La pandemia di coronavirus ha costretto i governi di tutto il mondo a imporre severe misure di lockdown. Ma anche in questo momento di reclusione forzata e distanziamento sociale obbligatorio, l’attivismo ambientale non si è fermato. Al contrario, attraverso gli strumenti digitali ha celebrato con nuova forza l’Earth Day 2020, la Giornata mondiale della Terra.

L’evento, nel suo 50° anniversario, è stato un potente collante per l’attivismo mondiale. Negli anni passati, milioni di persone in tutto il mondo sono scese in piazza per manifestare e chiedere maggiori impegni sulle questioni ambientali e climatiche. Oggi quelle stesse piazze sono off-limits, ma la partecipazione non ha indietreggiato di un centimetro. Per l’Earth Day 2020 le grandi folle sono state sostituite da videochiamate di massa, marce da staffette digitali, eventi all’aperto con video didattici e concerti in live streaming.

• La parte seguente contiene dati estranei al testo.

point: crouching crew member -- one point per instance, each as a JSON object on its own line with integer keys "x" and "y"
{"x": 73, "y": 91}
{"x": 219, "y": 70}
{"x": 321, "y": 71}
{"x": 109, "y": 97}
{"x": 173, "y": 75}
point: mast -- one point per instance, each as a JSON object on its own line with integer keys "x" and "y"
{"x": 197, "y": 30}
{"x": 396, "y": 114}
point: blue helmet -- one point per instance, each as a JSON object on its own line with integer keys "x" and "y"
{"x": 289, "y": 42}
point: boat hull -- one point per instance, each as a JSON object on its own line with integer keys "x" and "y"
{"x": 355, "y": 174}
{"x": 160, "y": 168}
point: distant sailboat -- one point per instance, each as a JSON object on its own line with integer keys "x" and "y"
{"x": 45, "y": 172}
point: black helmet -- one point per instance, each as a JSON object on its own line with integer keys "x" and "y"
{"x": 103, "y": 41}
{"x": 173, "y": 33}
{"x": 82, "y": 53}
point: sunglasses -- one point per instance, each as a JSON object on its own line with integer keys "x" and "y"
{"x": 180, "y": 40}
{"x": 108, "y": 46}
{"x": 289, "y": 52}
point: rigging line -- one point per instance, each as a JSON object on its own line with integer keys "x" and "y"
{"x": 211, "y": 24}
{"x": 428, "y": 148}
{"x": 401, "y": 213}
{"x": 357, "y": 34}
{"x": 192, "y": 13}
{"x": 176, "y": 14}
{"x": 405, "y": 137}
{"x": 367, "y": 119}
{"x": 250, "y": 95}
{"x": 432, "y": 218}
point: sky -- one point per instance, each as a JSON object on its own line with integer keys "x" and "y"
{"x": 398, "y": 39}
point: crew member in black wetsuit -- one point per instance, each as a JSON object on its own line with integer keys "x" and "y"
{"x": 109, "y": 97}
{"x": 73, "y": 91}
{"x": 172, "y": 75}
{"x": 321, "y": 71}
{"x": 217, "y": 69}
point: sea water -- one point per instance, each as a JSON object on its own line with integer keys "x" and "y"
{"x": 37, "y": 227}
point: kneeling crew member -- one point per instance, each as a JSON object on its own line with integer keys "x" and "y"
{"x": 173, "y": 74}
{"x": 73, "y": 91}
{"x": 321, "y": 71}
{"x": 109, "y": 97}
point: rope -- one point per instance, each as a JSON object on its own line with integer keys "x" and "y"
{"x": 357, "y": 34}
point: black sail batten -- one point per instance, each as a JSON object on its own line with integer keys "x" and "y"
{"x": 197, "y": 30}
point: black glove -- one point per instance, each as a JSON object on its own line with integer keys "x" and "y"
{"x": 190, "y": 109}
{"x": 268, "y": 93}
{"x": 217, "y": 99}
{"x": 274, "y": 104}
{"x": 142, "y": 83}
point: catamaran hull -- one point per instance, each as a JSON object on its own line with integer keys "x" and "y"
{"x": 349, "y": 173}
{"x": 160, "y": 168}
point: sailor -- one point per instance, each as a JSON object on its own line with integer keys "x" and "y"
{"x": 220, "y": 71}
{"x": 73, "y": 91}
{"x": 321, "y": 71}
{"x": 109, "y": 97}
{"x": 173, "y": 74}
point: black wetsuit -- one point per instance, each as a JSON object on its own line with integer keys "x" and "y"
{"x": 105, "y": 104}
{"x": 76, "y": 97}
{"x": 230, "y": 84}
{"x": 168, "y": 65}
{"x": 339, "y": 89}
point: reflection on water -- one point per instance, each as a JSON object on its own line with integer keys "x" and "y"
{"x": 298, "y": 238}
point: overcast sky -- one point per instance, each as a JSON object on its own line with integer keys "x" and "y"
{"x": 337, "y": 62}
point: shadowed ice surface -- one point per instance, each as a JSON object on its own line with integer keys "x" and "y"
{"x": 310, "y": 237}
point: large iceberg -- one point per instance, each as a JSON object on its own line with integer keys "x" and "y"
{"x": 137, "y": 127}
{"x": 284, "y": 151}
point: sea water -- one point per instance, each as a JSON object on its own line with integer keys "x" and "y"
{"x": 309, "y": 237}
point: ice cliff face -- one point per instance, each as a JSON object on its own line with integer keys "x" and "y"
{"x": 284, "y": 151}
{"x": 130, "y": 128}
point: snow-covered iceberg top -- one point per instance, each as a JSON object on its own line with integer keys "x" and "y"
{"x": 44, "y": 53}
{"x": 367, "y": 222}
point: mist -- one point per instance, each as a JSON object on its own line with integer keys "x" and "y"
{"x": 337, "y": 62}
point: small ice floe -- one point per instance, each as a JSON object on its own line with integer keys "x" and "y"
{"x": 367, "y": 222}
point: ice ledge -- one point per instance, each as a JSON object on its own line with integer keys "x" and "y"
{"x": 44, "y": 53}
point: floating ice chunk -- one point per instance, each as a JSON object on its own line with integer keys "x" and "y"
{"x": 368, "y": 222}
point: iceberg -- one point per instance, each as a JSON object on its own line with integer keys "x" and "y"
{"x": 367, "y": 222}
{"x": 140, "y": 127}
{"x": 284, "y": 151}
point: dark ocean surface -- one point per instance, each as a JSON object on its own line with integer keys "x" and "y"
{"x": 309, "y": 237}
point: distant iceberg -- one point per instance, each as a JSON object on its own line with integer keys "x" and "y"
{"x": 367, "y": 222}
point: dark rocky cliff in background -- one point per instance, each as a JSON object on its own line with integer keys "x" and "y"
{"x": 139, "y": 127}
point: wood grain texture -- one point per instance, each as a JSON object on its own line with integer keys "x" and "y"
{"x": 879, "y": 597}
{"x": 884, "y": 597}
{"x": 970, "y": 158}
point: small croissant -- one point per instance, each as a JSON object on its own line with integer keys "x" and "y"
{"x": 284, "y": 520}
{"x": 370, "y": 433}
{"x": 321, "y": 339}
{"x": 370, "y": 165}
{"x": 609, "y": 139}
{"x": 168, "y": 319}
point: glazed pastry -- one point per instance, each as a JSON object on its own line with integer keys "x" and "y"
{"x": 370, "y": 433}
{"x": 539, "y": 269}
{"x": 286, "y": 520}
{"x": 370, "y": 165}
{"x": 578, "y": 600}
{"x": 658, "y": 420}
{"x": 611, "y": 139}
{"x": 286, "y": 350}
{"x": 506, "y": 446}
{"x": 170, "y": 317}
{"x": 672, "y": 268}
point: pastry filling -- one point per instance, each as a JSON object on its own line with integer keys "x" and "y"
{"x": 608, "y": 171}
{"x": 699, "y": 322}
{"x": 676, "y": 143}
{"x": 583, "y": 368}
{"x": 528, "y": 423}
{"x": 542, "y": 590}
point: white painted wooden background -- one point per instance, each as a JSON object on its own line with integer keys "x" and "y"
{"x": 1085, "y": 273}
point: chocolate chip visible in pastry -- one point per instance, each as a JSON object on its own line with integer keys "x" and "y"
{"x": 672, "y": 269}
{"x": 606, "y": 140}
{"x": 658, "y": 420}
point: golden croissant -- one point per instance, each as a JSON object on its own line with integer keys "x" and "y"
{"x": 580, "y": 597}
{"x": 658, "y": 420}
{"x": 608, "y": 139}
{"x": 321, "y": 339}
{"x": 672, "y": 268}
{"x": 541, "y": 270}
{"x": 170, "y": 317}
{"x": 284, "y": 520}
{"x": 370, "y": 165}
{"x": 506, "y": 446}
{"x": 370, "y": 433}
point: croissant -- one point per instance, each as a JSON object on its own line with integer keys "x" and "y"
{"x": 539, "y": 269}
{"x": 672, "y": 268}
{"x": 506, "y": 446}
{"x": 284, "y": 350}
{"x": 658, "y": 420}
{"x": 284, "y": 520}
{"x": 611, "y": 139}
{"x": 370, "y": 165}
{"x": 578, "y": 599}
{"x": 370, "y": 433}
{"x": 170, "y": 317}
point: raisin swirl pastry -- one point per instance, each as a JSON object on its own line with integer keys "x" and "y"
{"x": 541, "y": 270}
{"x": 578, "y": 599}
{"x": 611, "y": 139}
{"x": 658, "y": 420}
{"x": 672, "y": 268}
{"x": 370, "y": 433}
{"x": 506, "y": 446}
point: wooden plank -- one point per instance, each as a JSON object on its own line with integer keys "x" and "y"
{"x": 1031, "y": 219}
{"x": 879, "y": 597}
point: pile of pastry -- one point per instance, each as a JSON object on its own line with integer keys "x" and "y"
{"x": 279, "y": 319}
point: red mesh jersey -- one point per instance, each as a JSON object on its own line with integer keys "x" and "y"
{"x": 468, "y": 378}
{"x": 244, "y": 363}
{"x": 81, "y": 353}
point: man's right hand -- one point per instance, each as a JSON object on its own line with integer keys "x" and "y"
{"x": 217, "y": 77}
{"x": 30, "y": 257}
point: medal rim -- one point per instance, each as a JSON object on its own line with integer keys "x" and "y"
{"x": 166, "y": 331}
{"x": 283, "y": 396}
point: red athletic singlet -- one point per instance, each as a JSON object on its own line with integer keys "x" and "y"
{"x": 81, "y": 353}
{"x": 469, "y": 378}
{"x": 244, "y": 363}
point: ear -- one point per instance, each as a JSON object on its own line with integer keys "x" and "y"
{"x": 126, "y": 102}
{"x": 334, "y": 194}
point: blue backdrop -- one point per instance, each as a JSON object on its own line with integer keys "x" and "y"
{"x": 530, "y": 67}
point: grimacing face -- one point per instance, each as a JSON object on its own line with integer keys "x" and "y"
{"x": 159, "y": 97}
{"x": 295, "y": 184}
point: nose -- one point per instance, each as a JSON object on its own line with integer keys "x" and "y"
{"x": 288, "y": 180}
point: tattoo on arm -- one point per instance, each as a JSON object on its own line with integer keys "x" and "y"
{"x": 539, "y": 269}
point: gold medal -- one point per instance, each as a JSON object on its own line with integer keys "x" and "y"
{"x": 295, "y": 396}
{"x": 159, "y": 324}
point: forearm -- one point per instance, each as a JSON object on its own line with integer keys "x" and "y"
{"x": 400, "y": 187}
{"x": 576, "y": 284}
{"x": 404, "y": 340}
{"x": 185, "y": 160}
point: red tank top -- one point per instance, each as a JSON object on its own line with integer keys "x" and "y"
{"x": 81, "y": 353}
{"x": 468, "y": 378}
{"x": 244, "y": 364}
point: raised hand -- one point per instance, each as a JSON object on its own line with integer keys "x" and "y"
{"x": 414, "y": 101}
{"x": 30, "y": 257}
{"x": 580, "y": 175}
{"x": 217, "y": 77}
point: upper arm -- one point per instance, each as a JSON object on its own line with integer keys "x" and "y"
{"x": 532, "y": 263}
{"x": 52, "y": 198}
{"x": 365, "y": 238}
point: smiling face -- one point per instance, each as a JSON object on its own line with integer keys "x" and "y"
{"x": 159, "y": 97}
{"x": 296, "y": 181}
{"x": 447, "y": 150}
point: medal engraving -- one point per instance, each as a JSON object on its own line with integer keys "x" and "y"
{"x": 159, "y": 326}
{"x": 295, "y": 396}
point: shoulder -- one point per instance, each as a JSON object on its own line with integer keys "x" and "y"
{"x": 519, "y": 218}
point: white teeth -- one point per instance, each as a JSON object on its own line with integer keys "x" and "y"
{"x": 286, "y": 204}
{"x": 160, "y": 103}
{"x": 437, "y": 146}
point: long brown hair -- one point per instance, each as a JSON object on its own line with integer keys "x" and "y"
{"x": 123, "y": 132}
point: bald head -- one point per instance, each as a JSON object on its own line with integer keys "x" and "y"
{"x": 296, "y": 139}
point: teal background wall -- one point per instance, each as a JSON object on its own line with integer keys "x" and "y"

L’Earth Day Network, la rete che coordina le principali manifestazioni della Giornata della Terra, ha organizzato #Earthrise, una maratona multimediale che ha messo in collegamento virtualmente il pianeta con discussioni, call to action e spettacoli. Ad aprire #Earthrise è stata l’Italia con un focus su Papa Francesco e la sua Enciclica ecologica, il Laudato si’. Inoltre per il Bel Paese, Earth Day Italia e Movimento dei Focolari hanno creato un palinsesto virtuale ad hoc. Parliamo di #OnePeopleOnePlanet, multi-contenitore digitale che ha messo assieme artisti, scienziati, giornalisti, rappresentanti istituzionali e gente comune in una diretta streaming di 12 ore.

L’Earth Day 2020 non si è fermato anche per quanto riguarda gli scioperi climatici, l’evento che più ha contraddistinto il 2019 sul fronte dell’attivismo ambientale. Gli scioperanti hanno pubblicato online foto e messaggi per tenere alta l’attenzione sulla crisi climatica. Si sono ritrovati in chiamate di gruppo su Zoom, spesso con centinaia di persone contemporaneamente, per dar voce ai loro #DigitalStrike o #ClimateStrikeOnline.

“Che ci piaccia o no, il mondo è cambiato. Ora sembra completamente diverso da come era alcuni mesi fa. Potrebbe non sembrare mai più lo stesso. Dobbiamo scegliere un nuovo modo di procedere “, ha detto Greta Thunberg in una conversazione videolink con Johan Rockström per celebrare la Giornata della Terra. “Se la crisi del coronavirus ci ha mostrato una cosa, è che la nostra società non è sostenibile. Se un singolo virus può distruggere le economie in un paio di settimane, ciò dimostra che non stiamo pensando a lungo termine e prendendo in considerazione i rischi”.